Typically, the signs and symptoms of either PP or FD usually account for the initial presentation. In girls with PP, it is usually vaginal bleeding or spotting, accompanied by development of breast tissue, with little or no pubic hair. In boys, it can be bilateral (or unilateral) testicular enlargement with penile enlargement, scrotal skin thickening, body odor, pubic and axiallary hair, and precocious sexual behavior.
FD in the axial skeleton usually presents with a limp and/or pain (sometimes reported by children as being "tired"), but occasionally a pathologic fracture may be the presenting sign. The x-ray will demonstrate a typical lesion arising in the middle of the bone cavity with a "ground glass" appearance. Alternatively, FD in the craniofacial bones will usually present as a painless "lump" or facial asymmetry. The areas most commonly involved are the proximal femora and skull base. In retrospect, café-au-lait spots are the most common but unappreciated "presenting" sign, usually present at birth or shortly thereafter.

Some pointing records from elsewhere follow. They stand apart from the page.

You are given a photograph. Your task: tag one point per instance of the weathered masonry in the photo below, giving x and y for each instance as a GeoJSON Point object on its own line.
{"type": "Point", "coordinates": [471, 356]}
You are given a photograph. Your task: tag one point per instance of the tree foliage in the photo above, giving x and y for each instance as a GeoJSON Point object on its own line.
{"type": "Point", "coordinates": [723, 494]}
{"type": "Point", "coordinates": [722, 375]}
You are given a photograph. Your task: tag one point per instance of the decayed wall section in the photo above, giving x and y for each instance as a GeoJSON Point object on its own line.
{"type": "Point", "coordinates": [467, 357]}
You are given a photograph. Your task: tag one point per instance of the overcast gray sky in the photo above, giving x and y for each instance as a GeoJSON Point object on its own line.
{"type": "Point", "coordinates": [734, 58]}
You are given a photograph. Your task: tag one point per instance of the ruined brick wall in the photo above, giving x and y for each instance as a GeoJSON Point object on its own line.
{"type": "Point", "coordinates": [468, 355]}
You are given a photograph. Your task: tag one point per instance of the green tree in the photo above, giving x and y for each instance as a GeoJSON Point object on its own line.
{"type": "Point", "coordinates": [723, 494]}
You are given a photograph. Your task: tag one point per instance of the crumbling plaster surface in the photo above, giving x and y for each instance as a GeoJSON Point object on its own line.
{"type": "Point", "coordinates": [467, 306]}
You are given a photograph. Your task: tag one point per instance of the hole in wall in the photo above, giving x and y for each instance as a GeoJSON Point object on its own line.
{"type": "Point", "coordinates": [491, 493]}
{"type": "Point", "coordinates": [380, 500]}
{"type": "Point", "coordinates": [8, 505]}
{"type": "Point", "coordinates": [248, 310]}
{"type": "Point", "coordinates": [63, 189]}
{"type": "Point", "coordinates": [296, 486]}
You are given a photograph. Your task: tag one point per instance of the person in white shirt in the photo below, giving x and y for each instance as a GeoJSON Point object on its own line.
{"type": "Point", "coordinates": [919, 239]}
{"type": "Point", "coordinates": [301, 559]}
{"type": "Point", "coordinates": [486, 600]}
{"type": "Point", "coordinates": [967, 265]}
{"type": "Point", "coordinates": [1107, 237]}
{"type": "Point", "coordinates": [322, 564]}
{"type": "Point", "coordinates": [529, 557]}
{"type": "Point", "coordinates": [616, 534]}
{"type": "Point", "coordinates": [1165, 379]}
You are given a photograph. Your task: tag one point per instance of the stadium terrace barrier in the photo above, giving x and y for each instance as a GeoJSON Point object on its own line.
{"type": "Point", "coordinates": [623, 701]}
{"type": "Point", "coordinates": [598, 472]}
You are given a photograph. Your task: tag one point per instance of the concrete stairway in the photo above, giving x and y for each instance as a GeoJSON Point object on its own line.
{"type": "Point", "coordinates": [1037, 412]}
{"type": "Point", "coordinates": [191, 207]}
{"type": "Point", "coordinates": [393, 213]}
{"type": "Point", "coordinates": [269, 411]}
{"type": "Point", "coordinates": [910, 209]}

Diagnosis of MAS is established on clinical grounds. X-rays are often sufficient to make the diagnosis of FD. A bone scan involving the use of a radioactive tracer that is taken up by bone is the most sensitive tool for detecting the presence of FD lesions, and are often useful, especially at the initial evaluation, for determining the extent of the disease. FD has a typical appearance on radiographs described as "ground glass". In general, in the long bones, these lesions have a "lytic" appearance. The lesions usually arise in the medullary cavity (middle part of the bone) and expand outward replacing normal bone with the result of thinning of the cortex (outer part of the bone). It is possible for any bone to be involved, but the proximal femur (top part) is the site most commonly involved. The bones are "soft" and prone to deformation, with the classical lesion being the "shepherd's crook" deformity of the proximal femur (bowing)."